Another military member says a Veteran Affairs case worker hastily offered him assisted suicide — the second member to say so in one month.
“I had been suffering from PTSD and recently had a lot of suicidal thoughts,” he said on a podcast about trauma recovery for Canadian Forces members.
As reported by the National Post, the anonymous individual, given the pseudonym “Bruce,” said he hoped Veterans Affairs would help him transition out of the military and find new doctors. Bruce is an active Canadian Forces member.
“I wasn’t expecting them to let me know, ‘Hey, we had recently won litigation to assist members with MAID (medical assistance in dying), and you know that’s always an option,'” he said.
“I was a little disturbed that if they had mentioned that to somebody else that was even worse off than I was, that could’ve been that little push over the edge.”
As previously reported by The Counter Signal, medical assistance in dying accounted for 3.3% (10,064) of all deaths in Canada last year. In 2020, there were 7,630 MAID deaths, and in 2019 there were 5,661, meaning after two years of lockdowns, requests for assisted dying have nearly doubled.

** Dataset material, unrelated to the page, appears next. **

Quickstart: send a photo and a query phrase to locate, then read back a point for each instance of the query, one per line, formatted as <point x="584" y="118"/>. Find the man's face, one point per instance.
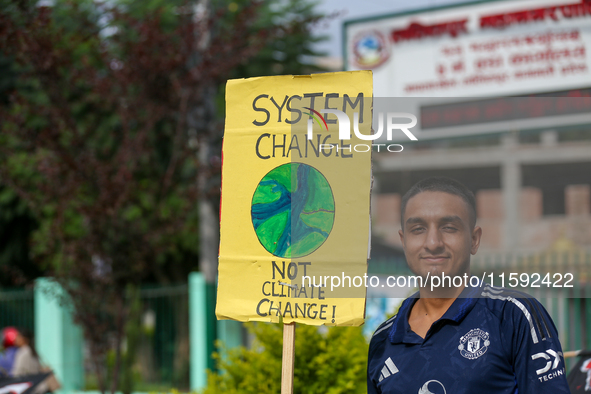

Bruce told his caseworker he didn’t want to die.
“I said I’m in a good place right now; I don’t need to worry about those things.”
“And she’s like, ‘well I know, but it’s out there. If things get worse, just let us know.'”
Canada has more deaths from assisted suicide than any other country on record. And next year, the parameters for those who qualify to be killed will widen.
Beginning March 17, assisted suicide will be available for anyone with mental illness, like depression.
“The Trudeau Liberals are leaving people with no option but to take their own lives,” said Conservative MP Brad Redekopp.
“Instead of suicide prevention, this government is actively embracing suicide promotion.”